Ilustrasi gambar (pixabay)
The fact that young people are attached to the digital savvy generation has resulted in lifestyle transformations in the digital era that are massive in everyday life. The development of life in the future requires skills in the digital world in every sector of life, one of which is the financial sector through digital financial services. Then another requirement that must be met by the millennial generation is proficiency in financial literacy.
Arin Setyowati, an economic specialist at UM Surabaya, explained that the lack of financial literacy in Indonesia is evidenced by the results of a 2016 OJK survey, the level of financial literacy in Indonesia is 29.7%, which is still below other ASEAN countries.
Several studies have examined the level of financial literacy in young people (Das, 2017; de Bassa Scheresberg, 2013; Friedline and West, 2016; Mottola, 2014) which shows that millennial financial literacy levels are still very low (24%) even though they are classified as financially active. , for example evidenced from the ownership of a credit card.

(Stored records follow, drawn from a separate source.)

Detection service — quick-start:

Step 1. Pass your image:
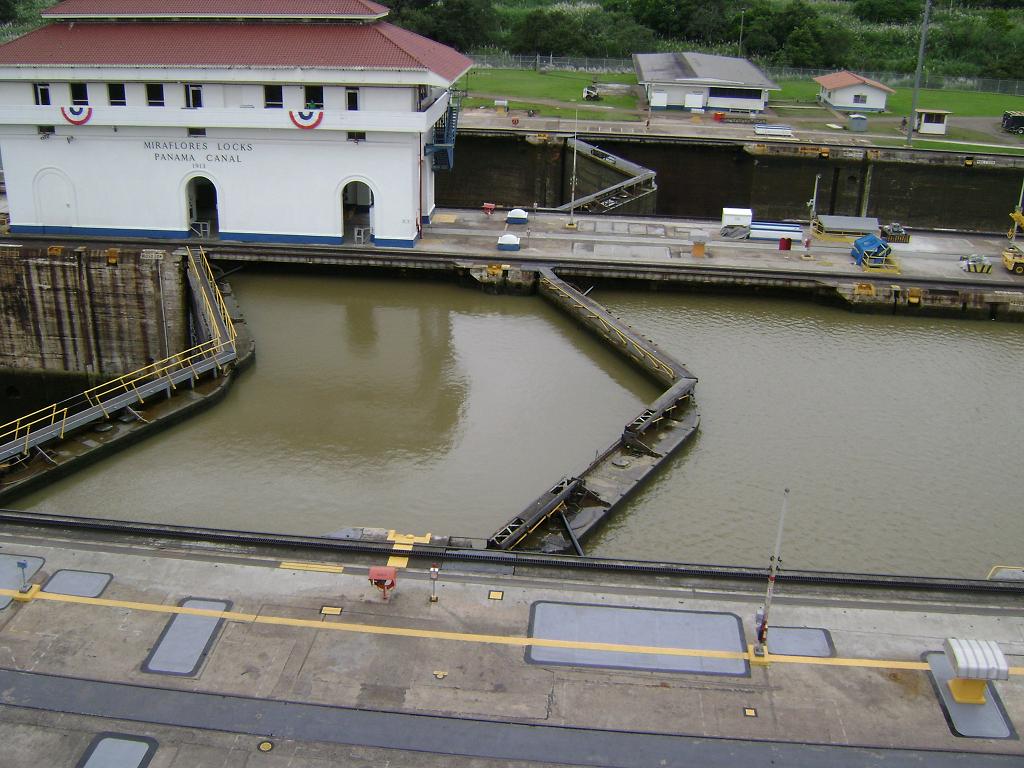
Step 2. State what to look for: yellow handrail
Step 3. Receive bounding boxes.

[0,248,238,452]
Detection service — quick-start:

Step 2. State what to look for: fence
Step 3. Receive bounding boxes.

[472,53,633,72]
[473,53,1024,96]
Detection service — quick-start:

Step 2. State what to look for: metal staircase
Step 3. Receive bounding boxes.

[423,90,466,171]
[0,249,238,461]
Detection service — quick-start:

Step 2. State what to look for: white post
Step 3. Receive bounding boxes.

[754,488,790,656]
[1010,176,1024,243]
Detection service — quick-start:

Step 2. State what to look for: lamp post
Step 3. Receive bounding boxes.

[906,0,932,145]
[568,110,580,229]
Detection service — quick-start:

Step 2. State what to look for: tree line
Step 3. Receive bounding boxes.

[390,0,1024,78]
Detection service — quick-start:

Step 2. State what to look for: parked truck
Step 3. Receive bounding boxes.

[1002,112,1024,134]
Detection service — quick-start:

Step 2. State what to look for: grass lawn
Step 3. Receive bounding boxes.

[456,69,637,110]
[769,80,1024,118]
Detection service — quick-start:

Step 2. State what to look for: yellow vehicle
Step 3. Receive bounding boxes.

[1002,243,1024,274]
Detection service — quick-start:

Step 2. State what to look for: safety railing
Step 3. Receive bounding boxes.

[0,249,237,461]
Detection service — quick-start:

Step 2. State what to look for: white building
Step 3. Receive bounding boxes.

[0,0,471,247]
[913,109,952,136]
[814,70,896,112]
[633,53,781,112]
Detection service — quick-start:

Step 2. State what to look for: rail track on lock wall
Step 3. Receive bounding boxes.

[0,509,1024,597]
[3,234,1022,292]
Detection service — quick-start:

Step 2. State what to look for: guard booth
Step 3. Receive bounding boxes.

[913,110,952,136]
[811,215,879,243]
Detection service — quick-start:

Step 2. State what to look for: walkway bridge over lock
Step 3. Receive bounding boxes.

[0,248,238,462]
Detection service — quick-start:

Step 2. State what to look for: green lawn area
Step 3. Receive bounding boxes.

[456,69,637,110]
[462,97,641,122]
[769,80,1024,118]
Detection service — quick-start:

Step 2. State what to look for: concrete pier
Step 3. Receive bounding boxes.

[0,524,1024,768]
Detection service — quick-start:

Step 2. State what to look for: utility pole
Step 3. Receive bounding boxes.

[754,488,790,656]
[807,173,821,225]
[567,110,580,229]
[906,0,932,146]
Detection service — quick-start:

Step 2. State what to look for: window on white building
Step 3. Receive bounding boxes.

[263,85,285,110]
[303,85,324,110]
[185,83,203,110]
[106,83,128,106]
[32,83,50,106]
[145,83,164,106]
[71,83,89,106]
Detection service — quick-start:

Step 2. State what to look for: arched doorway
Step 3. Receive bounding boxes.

[185,176,220,238]
[341,181,374,245]
[35,168,78,232]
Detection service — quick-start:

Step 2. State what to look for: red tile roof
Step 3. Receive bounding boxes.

[42,0,387,18]
[814,70,896,93]
[0,22,472,81]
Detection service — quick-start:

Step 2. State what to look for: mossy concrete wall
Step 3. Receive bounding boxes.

[0,248,188,378]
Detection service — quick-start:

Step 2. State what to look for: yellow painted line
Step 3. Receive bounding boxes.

[278,560,345,573]
[387,528,430,549]
[0,589,999,675]
[985,565,1024,581]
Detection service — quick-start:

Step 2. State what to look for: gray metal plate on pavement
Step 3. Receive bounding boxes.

[925,651,1017,738]
[526,601,750,675]
[0,555,46,610]
[76,733,159,768]
[142,598,231,676]
[768,627,836,657]
[43,570,114,597]
[0,669,1021,768]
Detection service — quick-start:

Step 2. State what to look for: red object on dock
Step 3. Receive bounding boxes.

[370,565,398,600]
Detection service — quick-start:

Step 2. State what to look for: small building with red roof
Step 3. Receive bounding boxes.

[814,70,896,112]
[0,0,472,247]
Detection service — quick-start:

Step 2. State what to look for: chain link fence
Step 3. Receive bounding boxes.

[471,53,633,72]
[472,53,1024,96]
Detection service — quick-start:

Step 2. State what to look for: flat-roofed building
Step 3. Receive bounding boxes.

[0,0,471,246]
[633,53,780,112]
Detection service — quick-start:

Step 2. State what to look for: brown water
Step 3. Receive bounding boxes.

[19,273,1024,577]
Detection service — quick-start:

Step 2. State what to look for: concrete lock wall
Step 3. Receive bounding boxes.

[0,249,188,378]
[0,126,422,246]
[436,133,1021,232]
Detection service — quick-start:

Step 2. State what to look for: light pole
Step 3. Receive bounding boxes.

[906,0,932,145]
[567,110,580,229]
[754,488,790,656]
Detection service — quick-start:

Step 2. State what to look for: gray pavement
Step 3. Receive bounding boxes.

[417,209,1024,290]
[0,525,1024,768]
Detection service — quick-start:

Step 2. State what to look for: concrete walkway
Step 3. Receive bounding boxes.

[0,528,1024,768]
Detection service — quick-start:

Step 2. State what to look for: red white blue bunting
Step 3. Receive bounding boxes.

[288,110,324,131]
[60,106,92,125]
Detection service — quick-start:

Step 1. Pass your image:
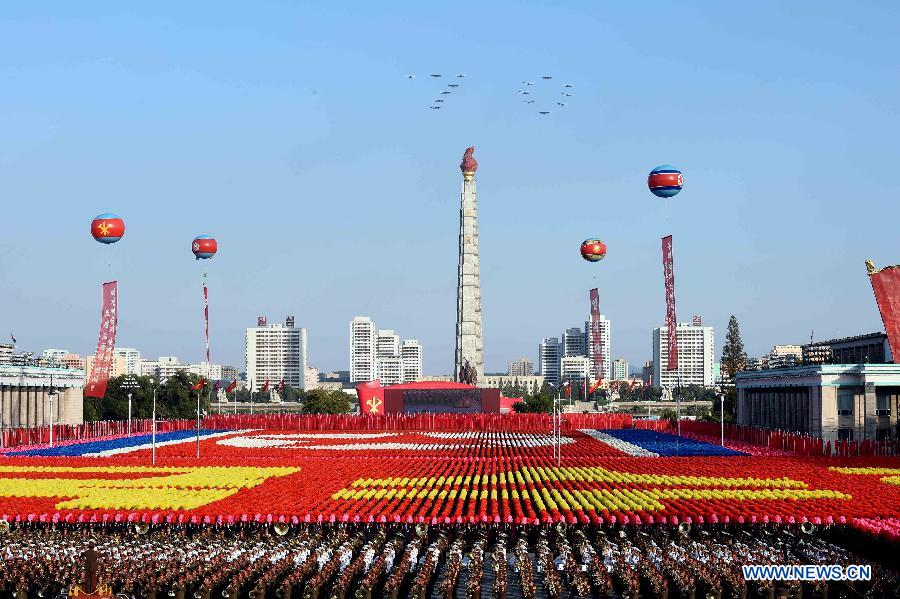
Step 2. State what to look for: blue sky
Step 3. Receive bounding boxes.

[0,1,900,374]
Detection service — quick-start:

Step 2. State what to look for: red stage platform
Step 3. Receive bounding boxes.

[356,380,519,414]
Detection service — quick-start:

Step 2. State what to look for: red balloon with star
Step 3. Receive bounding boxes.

[91,212,125,244]
[191,235,219,260]
[581,239,606,262]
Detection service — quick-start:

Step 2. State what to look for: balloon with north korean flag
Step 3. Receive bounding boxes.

[581,239,606,262]
[647,164,684,198]
[191,235,219,260]
[91,212,125,244]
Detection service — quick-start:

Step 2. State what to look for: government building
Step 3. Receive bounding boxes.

[735,335,900,441]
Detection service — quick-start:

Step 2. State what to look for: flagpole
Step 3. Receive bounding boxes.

[197,389,203,459]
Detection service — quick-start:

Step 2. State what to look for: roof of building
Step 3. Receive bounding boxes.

[803,333,887,347]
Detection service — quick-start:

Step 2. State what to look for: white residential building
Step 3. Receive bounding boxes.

[156,356,191,379]
[139,360,159,376]
[538,337,562,385]
[478,374,544,393]
[113,347,141,375]
[375,356,403,385]
[612,358,628,381]
[375,329,400,359]
[584,314,613,381]
[400,339,422,383]
[350,316,377,383]
[559,356,591,381]
[245,316,307,391]
[41,348,70,364]
[562,327,588,358]
[506,358,534,376]
[653,322,715,388]
[306,366,319,391]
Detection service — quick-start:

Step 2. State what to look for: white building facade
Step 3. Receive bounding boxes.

[612,358,628,381]
[400,339,422,383]
[350,316,377,383]
[652,322,715,388]
[560,356,591,381]
[538,337,562,385]
[584,314,613,380]
[245,316,307,391]
[113,347,141,375]
[506,358,534,376]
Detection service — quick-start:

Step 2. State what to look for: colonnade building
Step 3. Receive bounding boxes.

[0,364,84,428]
[735,364,900,441]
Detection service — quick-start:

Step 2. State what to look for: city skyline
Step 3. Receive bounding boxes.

[0,2,900,373]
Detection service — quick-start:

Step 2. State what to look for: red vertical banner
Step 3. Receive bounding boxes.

[590,287,605,381]
[84,281,119,397]
[869,266,900,363]
[663,235,678,370]
[203,283,212,366]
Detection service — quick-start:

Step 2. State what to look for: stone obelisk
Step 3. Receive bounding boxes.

[453,146,484,384]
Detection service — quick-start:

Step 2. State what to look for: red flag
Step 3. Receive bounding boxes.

[85,281,119,397]
[662,235,678,371]
[869,266,900,363]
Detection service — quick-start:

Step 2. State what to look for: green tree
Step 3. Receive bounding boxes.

[513,393,553,414]
[721,314,747,381]
[303,389,350,414]
[84,371,209,421]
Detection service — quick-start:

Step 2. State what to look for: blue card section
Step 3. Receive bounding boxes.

[4,429,223,456]
[603,428,747,456]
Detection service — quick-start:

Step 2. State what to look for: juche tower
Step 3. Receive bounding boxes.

[453,146,484,382]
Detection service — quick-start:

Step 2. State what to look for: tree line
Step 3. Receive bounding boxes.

[84,372,352,421]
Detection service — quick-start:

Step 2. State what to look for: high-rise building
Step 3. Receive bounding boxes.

[222,366,238,387]
[400,339,422,383]
[245,317,307,391]
[538,337,562,385]
[41,348,70,365]
[350,316,377,383]
[306,366,319,391]
[375,356,403,385]
[563,327,590,358]
[113,347,141,374]
[140,360,159,376]
[584,314,612,380]
[375,329,400,359]
[506,358,534,376]
[453,147,484,380]
[653,322,715,388]
[0,343,16,364]
[559,356,591,382]
[612,358,628,381]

According to Arin, the low level of financial literacy is triggered because the financial industry is increasingly complex but is not accompanied by a good understanding of financial concepts. So that it has an impact on difficulties in making decisions that are beneficial to their economic welfare (financial well-being), such as being trapped in excess debt through online loans (pinjol).
Apart from that, it also has an impact on poor and ineffective economic management, making it vulnerable to financial crises and losses due to crime (fraud) in the financial sector, as is currently rife, namely fraudulent investment fraud echoed by millennial influencers.
"The millennial generation is attached to the character of being confident, expressive, passionate and open to challenges. Most of them have the principle of "you only live once" which makes their lifestyle and social costs increase," explained Arin, Sunday (24/7/22)
According to him, the millennial generation is also used to keeping things up to date, placing more importance on vacations to fulfill their desire for selfies in beautiful places than meeting their main life needs, and often spending time in expensive cafes or even buying clothes only with brand considerations. So they find it difficult to distinguish between needs and wants.
The results of the financial fitness index survey launched by OCBC NISP in collaboration with NielsenIQ show that only 16% of the millennial generation have emergency funds. 86% stated that they routinely set aside a portion of their income for savings, 43% apparently still borrowed money in the last 1 year.
According to Arin's explanation, only 3% have investment products, although not many have invested properly, for example the phenomenon of following the stock investment trend or being desperate to get into crypto currency, but still using debt proceeds.
"That is, the data shows a financial health emergency in our millennial generation, so there is a need for a financial check-up and optimization of good financial understanding, so that they are not carried away by adverse financial trends," he added.
There are several main factors in efforts to improve the financial health of the millennial generation, including; by making budget allocations, keeping simple records of expenses, consulting with a financial planner and continuing to study financial arrangements.
The millennial generation needs to determine the following 3 things so they can focus more on planning and managing finances, the first is determining short-term and long-term financial goals. The second measures how much funding is needed to realize these goals. Third, make deadlines to be able to monitor the progress of financial management.
"These three things will direct the millennial generation in financial management based on a scale of priorities," he said.
Arin explained tips that can be applied in managing millennial finances according to the priority scale, one of which is through the 40-30-20-10 formula in finance. The details are as follows; 40% is the budget for daily needs, 30% for debt needs, 20% for investment and savings, and 10% for social needs and emergency funds.
Savings funds, investments, health insurance, and pension guarantees are four mandatory things that must be included in a long-term financial plan. Because the prices of goods and needs are increasing, it is important to prepare these four things early on.
What should not be forgotten next is the post for emergency funds. This fund post is for any contingencies that may arise in the future. So as not to interfere with the financial management that has been prepared.
"The 40-30-20-10 formula in managing finances will run optimally if it is accompanied by discipline to maintain the consistency of a thrifty and smart lifestyle so that life becomes more quality," he concluded.